Summary. The paper studies citation hallucinations in LLMs across 9 models and 108,000 generated references, finding that author names fail at higher rates than other fields regardless of citation style. Reasoning-oriented distillation reduces recall, and field-specific probes transfer at near-chance levels, indicating non-generalizable hallucination signals. In Qwen2.5-32B-Instruct, elastic-net regularization with stability selection on neuron-level CETT values identifies sparse field-specific hallucination neurons (FH-neurons). Causal interventions show that amplifying these neurons increases hallucination rates while suppressing them improves citation performance across fields.

Significance. If the causal specificity of the FH-neurons holds after appropriate controls, the work provides a mechanistic, neuron-level account of field-specific citation hallucination and a lightweight internal-signal approach to detection and mitigation. The scale of the empirical evaluation (9 models, 108k references) and the use of causal interventions rather than purely correlational analysis are strengths that could inform targeted model editing techniques for knowledge-intensive generation tasks.

major comments (3)
  1. [Causal intervention experiments] The causal intervention results (amplification increases hallucination; suppression improves performance) lack controls comparing effects to randomly sampled neuron sets or to high-CETT neurons excluded by stability selection. Without these baselines, the directional changes cannot be attributed specifically to FH-neurons rather than any sparse perturbation of generation circuitry.
  2. [Neuron selection and FH-neuron identification] The elastic-net regularization and stability selection procedure for identifying FH-neurons (applied to CETT values) involves free hyperparameters whose sensitivity is not reported; combined with post-selection on the same data used for evaluation, this creates a risk that the sparse set is overfit to observed hallucination patterns rather than causally responsible.
  3. [Results on interventions and probe transfer] The abstract and results sections provide no error bars, confidence intervals, or exact intervention protocols (e.g., scaling factors, number of neurons intervened, layer locations) for the reported hallucination rate changes; this weakens the ability to assess the magnitude and reliability of the claimed improvements.
minor comments (2)
  1. [Methods] Clarify the exact definition and computation of CETT values in the methods section, including any preprocessing or normalization steps.
  2. [Observational results] The claim that 'citation style has no measurable effect' should be supported by explicit statistical tests or effect sizes rather than a qualitative statement.

Simulated Author's Rebuttal

3 responses · 0 unresolved

We thank the referee for their thoughtful and constructive comments on our manuscript. We address each major comment point by point below, indicating the revisions we will make to strengthen the paper.

read point-by-point responses
  1. Referee: [Causal intervention experiments] The causal intervention results (amplification increases hallucination; suppression improves performance) lack controls comparing effects to randomly sampled neuron sets or to high-CETT neurons excluded by stability selection. Without these baselines, the directional changes cannot be attributed specifically to FH-neurons rather than any sparse perturbation of generation circuitry.

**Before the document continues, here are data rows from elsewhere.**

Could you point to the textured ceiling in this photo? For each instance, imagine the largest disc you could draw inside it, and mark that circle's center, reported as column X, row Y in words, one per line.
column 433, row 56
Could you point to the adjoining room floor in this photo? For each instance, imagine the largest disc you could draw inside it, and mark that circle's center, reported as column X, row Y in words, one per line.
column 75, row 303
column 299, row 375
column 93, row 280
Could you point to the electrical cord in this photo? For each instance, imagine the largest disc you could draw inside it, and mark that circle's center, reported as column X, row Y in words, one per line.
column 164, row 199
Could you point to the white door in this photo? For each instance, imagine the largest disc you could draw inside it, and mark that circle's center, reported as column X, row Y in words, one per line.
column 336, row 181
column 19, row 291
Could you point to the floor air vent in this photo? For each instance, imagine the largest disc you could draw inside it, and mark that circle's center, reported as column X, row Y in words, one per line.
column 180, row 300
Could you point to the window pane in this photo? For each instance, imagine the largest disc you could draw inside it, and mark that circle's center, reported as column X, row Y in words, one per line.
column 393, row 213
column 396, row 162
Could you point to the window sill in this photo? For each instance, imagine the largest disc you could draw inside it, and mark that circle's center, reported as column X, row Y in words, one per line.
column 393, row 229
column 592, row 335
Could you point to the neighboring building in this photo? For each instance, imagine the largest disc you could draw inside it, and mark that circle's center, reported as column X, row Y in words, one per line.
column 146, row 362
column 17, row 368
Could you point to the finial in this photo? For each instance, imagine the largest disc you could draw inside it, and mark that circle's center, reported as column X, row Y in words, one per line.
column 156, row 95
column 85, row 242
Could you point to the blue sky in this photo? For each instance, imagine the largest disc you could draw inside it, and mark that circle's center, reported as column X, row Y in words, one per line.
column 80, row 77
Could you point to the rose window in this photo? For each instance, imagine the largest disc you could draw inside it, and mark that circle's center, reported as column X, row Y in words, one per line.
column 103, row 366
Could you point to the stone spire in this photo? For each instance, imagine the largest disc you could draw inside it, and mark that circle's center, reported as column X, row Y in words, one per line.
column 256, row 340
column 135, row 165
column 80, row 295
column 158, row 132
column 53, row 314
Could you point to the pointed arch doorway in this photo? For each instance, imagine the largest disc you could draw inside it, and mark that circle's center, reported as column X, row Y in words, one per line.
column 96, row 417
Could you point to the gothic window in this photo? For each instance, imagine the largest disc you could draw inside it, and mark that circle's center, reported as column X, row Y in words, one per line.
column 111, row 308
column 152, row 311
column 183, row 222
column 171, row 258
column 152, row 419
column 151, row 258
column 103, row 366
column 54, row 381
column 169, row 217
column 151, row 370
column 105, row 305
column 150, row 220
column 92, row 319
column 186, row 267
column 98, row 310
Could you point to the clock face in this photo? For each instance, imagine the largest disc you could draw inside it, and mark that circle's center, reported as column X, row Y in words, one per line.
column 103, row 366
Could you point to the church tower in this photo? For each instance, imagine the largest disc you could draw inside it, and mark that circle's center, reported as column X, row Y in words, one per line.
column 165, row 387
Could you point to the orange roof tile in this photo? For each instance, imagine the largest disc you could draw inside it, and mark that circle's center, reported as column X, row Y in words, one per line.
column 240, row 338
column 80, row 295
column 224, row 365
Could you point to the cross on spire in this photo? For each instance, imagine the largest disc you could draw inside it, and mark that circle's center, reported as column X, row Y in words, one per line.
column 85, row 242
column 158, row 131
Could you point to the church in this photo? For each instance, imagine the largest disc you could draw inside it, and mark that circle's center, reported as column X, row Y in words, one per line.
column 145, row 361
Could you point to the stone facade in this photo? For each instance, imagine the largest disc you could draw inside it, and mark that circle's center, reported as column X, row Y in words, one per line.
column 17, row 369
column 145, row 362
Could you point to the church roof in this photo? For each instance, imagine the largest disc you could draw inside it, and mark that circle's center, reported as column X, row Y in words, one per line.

    Authors: We agree that additional control experiments are required to establish the specificity of the FH-neurons. In the revised manuscript, we will add causal interventions on randomly sampled neuron sets matched for sparsity and on high-CETT neurons excluded by stability selection, using identical amplification and suppression protocols. These baselines will be reported alongside the original results to demonstrate that the observed changes are attributable to the selected FH-neurons rather than generic sparse perturbations. revision: yes

  2. Referee: [Neuron selection and FH-neuron identification] The elastic-net regularization and stability selection procedure for identifying FH-neurons (applied to CETT values) involves free hyperparameters whose sensitivity is not reported; combined with post-selection on the same data used for evaluation, this creates a risk that the sparse set is overfit to observed hallucination patterns rather than causally responsible.

    Authors: We acknowledge the need for greater transparency on hyperparameters and data usage. The revised methods section will fully document all hyperparameters for elastic-net regularization and stability selection, including their specific values and selection rationale. We will also include a sensitivity analysis showing the stability of the identified neuron set across a range of hyperparameter values. To address post-selection concerns, we will explicitly document the data partitioning procedure used for CETT computation and subsequent interventions, clarifying any separation between selection and evaluation data. revision: yes

  3. Referee: [Results on interventions and probe transfer] The abstract and results sections provide no error bars, confidence intervals, or exact intervention protocols (e.g., scaling factors, number of neurons intervened, layer locations) for the reported hallucination rate changes; this weakens the ability to assess the magnitude and reliability of the claimed improvements.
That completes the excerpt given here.